Department of Medicine University of Miami Miller School of Medicine Miami FL Division of Digestive Health and Liver Diseases University of Miami Miller School of Medicine Miami FL Department of Medicine Corporal Michael J. Crescenz Veterans Affairs Medical Center Philadelphia PA Division of Gastroenterology and HepatologyPerelman School of Medicine University of Pennsylvania Philadelphia PA Leonard David Institute of Health Economics University of Pennsylvania Philadelphia PA Division of Gastroenterology and Comprehensive Transplant Center Cedars-Sinai Medical Center Los Angeles CA Division of Digestive Diseases Yale University School of Medicine New Haven CT VA Connecticut Healthcare System West Haven CT.

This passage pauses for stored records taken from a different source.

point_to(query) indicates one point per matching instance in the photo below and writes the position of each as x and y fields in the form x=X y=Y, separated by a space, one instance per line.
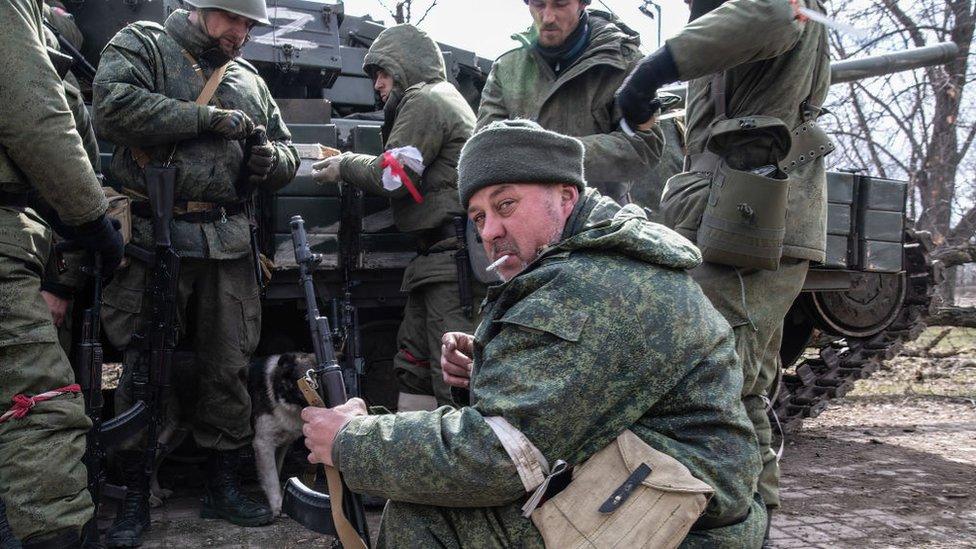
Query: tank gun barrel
x=850 y=70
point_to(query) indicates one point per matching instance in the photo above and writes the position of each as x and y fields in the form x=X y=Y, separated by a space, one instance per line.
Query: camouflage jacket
x=604 y=332
x=39 y=146
x=431 y=115
x=579 y=102
x=770 y=60
x=144 y=95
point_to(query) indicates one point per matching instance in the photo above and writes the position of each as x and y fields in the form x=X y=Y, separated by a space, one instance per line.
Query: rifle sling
x=347 y=533
x=141 y=157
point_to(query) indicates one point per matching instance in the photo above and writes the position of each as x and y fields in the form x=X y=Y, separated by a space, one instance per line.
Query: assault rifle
x=340 y=513
x=350 y=229
x=88 y=363
x=157 y=340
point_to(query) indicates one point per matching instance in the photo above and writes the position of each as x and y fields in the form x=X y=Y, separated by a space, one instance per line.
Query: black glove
x=636 y=98
x=101 y=235
x=232 y=125
x=261 y=162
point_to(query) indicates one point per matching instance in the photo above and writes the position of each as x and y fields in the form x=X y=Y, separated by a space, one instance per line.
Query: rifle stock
x=347 y=518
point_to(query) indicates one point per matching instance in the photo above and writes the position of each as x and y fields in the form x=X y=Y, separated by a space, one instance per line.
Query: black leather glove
x=261 y=162
x=101 y=235
x=636 y=98
x=232 y=125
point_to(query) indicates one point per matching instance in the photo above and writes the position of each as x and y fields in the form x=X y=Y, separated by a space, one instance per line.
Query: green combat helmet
x=252 y=9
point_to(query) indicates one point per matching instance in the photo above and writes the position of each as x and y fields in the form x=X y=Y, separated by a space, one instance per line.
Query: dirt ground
x=891 y=465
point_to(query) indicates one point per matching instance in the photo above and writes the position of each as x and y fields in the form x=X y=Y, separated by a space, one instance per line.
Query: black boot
x=7 y=538
x=224 y=498
x=65 y=539
x=132 y=519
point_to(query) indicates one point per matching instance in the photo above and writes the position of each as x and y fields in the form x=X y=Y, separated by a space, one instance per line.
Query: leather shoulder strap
x=206 y=94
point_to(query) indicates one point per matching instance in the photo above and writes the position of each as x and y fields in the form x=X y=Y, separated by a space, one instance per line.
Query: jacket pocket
x=627 y=495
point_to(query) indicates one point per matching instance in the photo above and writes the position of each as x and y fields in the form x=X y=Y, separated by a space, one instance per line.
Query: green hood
x=408 y=54
x=599 y=223
x=606 y=30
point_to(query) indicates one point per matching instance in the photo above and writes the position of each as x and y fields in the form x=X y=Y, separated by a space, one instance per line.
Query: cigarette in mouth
x=498 y=263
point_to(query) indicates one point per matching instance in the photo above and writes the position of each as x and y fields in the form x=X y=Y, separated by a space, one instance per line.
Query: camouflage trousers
x=432 y=309
x=219 y=300
x=754 y=302
x=409 y=525
x=42 y=478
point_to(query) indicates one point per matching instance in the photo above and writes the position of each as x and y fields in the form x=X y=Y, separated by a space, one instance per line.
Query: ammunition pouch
x=627 y=495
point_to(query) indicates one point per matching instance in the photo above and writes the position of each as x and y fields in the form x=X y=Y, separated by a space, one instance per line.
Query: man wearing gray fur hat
x=605 y=405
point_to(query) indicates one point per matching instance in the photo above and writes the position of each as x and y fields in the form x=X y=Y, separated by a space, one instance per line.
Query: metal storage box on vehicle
x=302 y=44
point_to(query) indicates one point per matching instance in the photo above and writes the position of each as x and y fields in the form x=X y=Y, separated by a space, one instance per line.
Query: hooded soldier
x=563 y=75
x=150 y=100
x=426 y=122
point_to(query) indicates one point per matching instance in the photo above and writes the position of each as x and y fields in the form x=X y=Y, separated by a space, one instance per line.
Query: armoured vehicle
x=870 y=296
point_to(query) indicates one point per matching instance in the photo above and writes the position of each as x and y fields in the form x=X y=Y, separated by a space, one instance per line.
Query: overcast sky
x=486 y=26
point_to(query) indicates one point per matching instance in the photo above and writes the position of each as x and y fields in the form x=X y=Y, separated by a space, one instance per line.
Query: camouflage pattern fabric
x=37 y=127
x=571 y=352
x=768 y=72
x=770 y=66
x=139 y=103
x=44 y=480
x=579 y=102
x=225 y=306
x=433 y=117
x=144 y=95
x=754 y=302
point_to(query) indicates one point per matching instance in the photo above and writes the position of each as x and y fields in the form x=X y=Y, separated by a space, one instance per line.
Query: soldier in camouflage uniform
x=423 y=111
x=597 y=329
x=563 y=76
x=144 y=96
x=62 y=281
x=43 y=479
x=775 y=65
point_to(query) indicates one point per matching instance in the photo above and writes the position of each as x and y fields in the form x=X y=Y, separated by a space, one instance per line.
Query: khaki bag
x=627 y=495
x=120 y=208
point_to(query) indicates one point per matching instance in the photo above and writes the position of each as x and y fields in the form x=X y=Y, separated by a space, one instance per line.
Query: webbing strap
x=209 y=89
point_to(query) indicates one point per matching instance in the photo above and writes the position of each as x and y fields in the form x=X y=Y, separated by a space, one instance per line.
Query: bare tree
x=402 y=11
x=916 y=126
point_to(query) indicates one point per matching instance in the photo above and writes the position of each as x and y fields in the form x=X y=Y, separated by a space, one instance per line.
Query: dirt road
x=891 y=465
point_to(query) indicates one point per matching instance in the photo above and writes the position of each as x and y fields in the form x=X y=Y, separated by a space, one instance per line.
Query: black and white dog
x=276 y=407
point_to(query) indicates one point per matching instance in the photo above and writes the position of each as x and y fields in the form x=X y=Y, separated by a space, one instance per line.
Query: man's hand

Liver Transpl. 2021 Jan;27(1):16-26. doi: 10.1002/lt.25896. Epub 2020 Oct 28.
There is significant interest in identifying risk factors associated with acute-on-chronic liver failure (ACLF). In transplant candidates, frailty predicts wait-list mortality and posttransplant outcomes. However, the impact of frailty on ACLF development and mortality is unknown. This was a retrospective study of US veterans with cirrhosis identified between 2008 and 2016. First hospitalizations were characterized as ACLF or non-ACLF admissions. Prehospitalization patient frailty was ascertained using a validated score based on administrative coding data. We used logistic regression to investigate the impact of an increasing frailty score on the odds of ACLF hospitalization and short-term ACLF mortality. Cox regression was used to analyze the association between frailty and longterm survival from hospitalization. We identified 16,561 cirrhosis hospitalizations over a median follow-up of 4.19 years (interquartile range, 2.47-6.34 years). In adjusted models, increasing frailty score was associated with significantly increased odds of ACLF hospitalization versus non-ACLF hospitalization (odds ratio, 1.03 per point; 95% CI 1.02-1.03; P < 0.001). By contrast, frailty score was not associated with ACLF 28- or 90-day mortality (P = 0.13 and P = 0.33, respectively). In an adjusted Cox analysis of all hospitalizations, increasing frailty scores were associated with poorer longterm survival from the time of hospitalization (hazard ratio, 1.02 per 5 points; 95% confidence interval, 1.01-1.03; P = 0.004). Frailty increases the likelihood of ACLF hospitalization among patients with cirrhosis, but it does not impact short-term ACLF mortality. These findings have implications for clinicians caring for frail outpatients with cirrhosis, including tailored follow-up, risk mitigation strategies, and possible expedited transplant evaluation.
人们对确定与慢加急性肝衰竭(ACLF)相关的风险因素非常感兴趣。在移植候选者中,衰弱预测等待名单死亡率和移植后结局。然而,衰弱对 ACLF 发展和死亡率的影响尚不清楚。这是一项在美国退伍军人中进行的回顾性研究,这些退伍军人在 2008 年至 2016 年间被诊断为肝硬化。首次住院被定义为 ACLF 或非 ACLF 住院。使用基于行政编码数据的验证评分来确定住院前患者的衰弱程度。我们使用逻辑回归来研究衰弱评分增加对 ACLF 住院和短期 ACLF 死亡率的几率的影响。Cox 回归用于分析衰弱与从住院到长期生存的关联。我们在中位随访时间为 4.19 年(四分位距,2.47-6.34 年)的情况下确定了 16561 例肝硬化住院患者。在调整模型中,与非 ACLF 住院相比,衰弱评分增加与 ACLF 住院的几率显著增加相关(优势比,每点 1.03;95%置信区间,1.02-1.03;P <0.001)。相比之下,衰弱评分与 ACLF 28 天或 90 天死亡率无关(P=0.13 和 P=0.33)。在所有住院患者的调整 Cox 分析中,衰弱评分增加与从住院时间开始的长期生存较差相关(风险比,每 5 分增加 1.02;95%置信区间,1.01-1.03;P=0.004)。衰弱增加了肝硬化患者 ACLF 住院的可能性,但不影响 ACLF 的短期死亡率。这些发现对照顾肝硬化衰弱门诊患者的临床医生具有重要意义,包括量身定制的随访、风险缓解策略和可能加快移植评估。